LOS ANGELES -- The Los Angeles City Council voted Wednesday to cut hiring at the Police Department, pushing the number of sworn officers well below 10,000 and abandoning a budget priority once seen as untouchable by city leaders.
Faced with a grim budget outlook and deluged by demands for reductions in police spending, the council voted 12-2 to take the Los Angeles Police Department down to 9,757 officers by next summer -- a level of staffing not seen in the city since 2008.
Overall, the council's decision delivered a $150 million hit to the LAPD budget, much of it coming from funds earmarked for police overtime pay. Councilman Curren Price, who pushed for the cuts, said two-thirds of the savings would ultimately be funneled into services for Black, Latino and disenfranchised communities, such as hiring programs and summer youth jobs.
"This is a step forward, supporting minority communities in ways in which they deserve -- with respect, dignity and an even playing field," said Price, the only Black member on the council's budget committee.
Council members Joe Buscaino and John Lee cast the two opposing votes. Buscaino said afterward that the city should have approved more money for a community policing program, not "a reactive, feel-good budget cut."
Wednesday's actions showed just how much spending policies and views on public safety have shifted at City Hall following mass protests over police brutality. As recently as April, Mayor Eric Garcetti had been pushing for a 7% increase to the LAPD budget, a move he no longer favors.
Reaching and maintaining a 10,000-officer force had been a longtime priority for city leaders. Mayor Antonio Villaraigosa celebrated in 2013 when the LAPD reached that number for the first time. That year, while running for mayor, Garcetti vowed to preserve that staffing level.
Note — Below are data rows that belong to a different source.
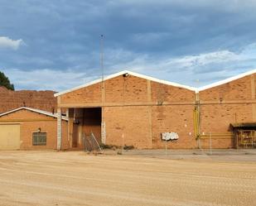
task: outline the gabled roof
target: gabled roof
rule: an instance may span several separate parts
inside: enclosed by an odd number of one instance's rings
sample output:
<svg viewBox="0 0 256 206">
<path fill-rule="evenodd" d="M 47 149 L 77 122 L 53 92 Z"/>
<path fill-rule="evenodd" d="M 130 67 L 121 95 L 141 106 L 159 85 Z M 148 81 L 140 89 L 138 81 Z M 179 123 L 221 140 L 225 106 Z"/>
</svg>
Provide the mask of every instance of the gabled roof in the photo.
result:
<svg viewBox="0 0 256 206">
<path fill-rule="evenodd" d="M 9 113 L 15 113 L 17 111 L 22 110 L 22 109 L 26 109 L 26 110 L 28 110 L 28 111 L 31 111 L 31 112 L 34 112 L 34 113 L 36 113 L 44 114 L 44 115 L 46 115 L 46 116 L 49 116 L 49 117 L 55 117 L 55 118 L 58 117 L 57 114 L 54 114 L 52 113 L 43 111 L 43 110 L 40 110 L 40 109 L 37 109 L 37 108 L 27 108 L 27 107 L 18 108 L 16 108 L 16 109 L 13 109 L 13 110 L 11 110 L 11 111 L 1 113 L 0 117 L 7 115 L 7 114 L 9 114 Z M 66 120 L 66 121 L 68 120 L 68 118 L 66 117 L 63 117 L 62 116 L 61 118 L 63 120 Z"/>
<path fill-rule="evenodd" d="M 210 88 L 213 88 L 213 87 L 217 87 L 217 86 L 220 86 L 221 84 L 224 84 L 241 79 L 243 77 L 245 77 L 245 76 L 248 76 L 248 75 L 250 75 L 250 74 L 253 74 L 254 73 L 256 73 L 256 69 L 250 70 L 250 71 L 248 71 L 248 72 L 244 72 L 244 73 L 236 75 L 236 76 L 233 76 L 233 77 L 225 79 L 224 80 L 220 80 L 220 81 L 218 81 L 218 82 L 215 82 L 215 83 L 213 83 L 213 84 L 210 84 L 203 86 L 203 87 L 200 87 L 200 88 L 197 89 L 197 91 L 200 92 L 202 90 L 205 90 L 205 89 L 210 89 Z"/>
<path fill-rule="evenodd" d="M 243 74 L 240 74 L 236 75 L 236 76 L 233 76 L 233 77 L 221 80 L 221 81 L 218 81 L 218 82 L 215 82 L 215 83 L 210 84 L 208 85 L 203 86 L 203 87 L 200 87 L 200 88 L 190 87 L 190 86 L 186 86 L 186 85 L 184 85 L 184 84 L 180 84 L 174 83 L 174 82 L 169 82 L 169 81 L 166 81 L 166 80 L 162 80 L 162 79 L 157 79 L 157 78 L 147 76 L 147 75 L 144 75 L 144 74 L 138 74 L 138 73 L 135 73 L 135 72 L 132 72 L 132 71 L 128 71 L 128 70 L 123 70 L 123 71 L 121 71 L 121 72 L 115 73 L 115 74 L 113 74 L 111 75 L 106 76 L 106 77 L 104 78 L 104 80 L 108 80 L 108 79 L 113 79 L 113 78 L 115 78 L 115 77 L 125 74 L 131 74 L 133 76 L 142 78 L 142 79 L 148 79 L 148 80 L 151 80 L 151 81 L 164 84 L 167 84 L 167 85 L 171 85 L 171 86 L 175 86 L 175 87 L 180 87 L 180 88 L 186 89 L 194 91 L 196 93 L 198 93 L 198 92 L 200 92 L 202 90 L 205 90 L 205 89 L 210 89 L 210 88 L 213 88 L 213 87 L 220 86 L 221 84 L 226 84 L 226 83 L 236 80 L 236 79 L 240 79 L 240 78 L 243 78 L 244 76 L 250 75 L 250 74 L 252 74 L 254 73 L 256 73 L 256 69 L 253 69 L 253 70 L 250 70 L 250 71 L 248 71 L 248 72 L 245 72 L 245 73 L 243 73 Z M 75 88 L 65 90 L 63 92 L 56 93 L 54 94 L 54 96 L 57 97 L 57 96 L 60 96 L 60 95 L 62 95 L 62 94 L 65 94 L 65 93 L 70 93 L 70 92 L 73 92 L 73 91 L 77 90 L 79 89 L 82 89 L 82 88 L 85 88 L 85 87 L 88 87 L 88 86 L 95 84 L 97 83 L 100 83 L 101 81 L 102 81 L 102 79 L 98 79 L 96 80 L 94 80 L 94 81 L 91 81 L 89 83 L 80 85 L 78 87 L 75 87 Z"/>
<path fill-rule="evenodd" d="M 125 74 L 131 74 L 133 76 L 139 77 L 139 78 L 148 79 L 148 80 L 151 80 L 151 81 L 164 84 L 167 84 L 167 85 L 180 87 L 180 88 L 184 88 L 184 89 L 189 89 L 189 90 L 191 90 L 191 91 L 196 91 L 196 88 L 194 88 L 194 87 L 186 86 L 186 85 L 180 84 L 177 84 L 177 83 L 162 80 L 162 79 L 157 79 L 157 78 L 147 76 L 147 75 L 144 75 L 144 74 L 140 74 L 132 72 L 132 71 L 128 71 L 128 70 L 123 70 L 123 71 L 121 71 L 121 72 L 118 72 L 118 73 L 110 74 L 109 76 L 104 77 L 104 80 L 105 81 L 105 80 L 108 80 L 108 79 L 113 79 L 113 78 L 115 78 L 115 77 Z M 57 96 L 60 96 L 60 95 L 62 95 L 62 94 L 65 94 L 65 93 L 70 93 L 70 92 L 73 92 L 73 91 L 77 90 L 79 89 L 88 87 L 88 86 L 90 86 L 90 85 L 93 85 L 93 84 L 95 84 L 100 83 L 100 82 L 102 82 L 102 79 L 98 79 L 96 80 L 94 80 L 94 81 L 91 81 L 89 83 L 80 85 L 78 87 L 71 88 L 71 89 L 65 90 L 63 92 L 56 93 L 54 94 L 54 96 L 57 97 Z"/>
</svg>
The council's decision Wednesday will allow the LAPD to hire only half the number of officers needed to replace those who resign or retire in the coming year.
The $150 million cut to the LAPD fell far short of demands from Black Lives Matter-Los Angeles and its allies, who had pushed for a "People's Budget" that would effectively eliminate police spending and redirect the savings to housing, mental health services and other needs.
"That is literally pocket change," said Rebecca Kessler, a resident of Van Nuys who called in to the council this week. "It's a slap in the face. You need to defund the police, take way more money, put way more money into these programs."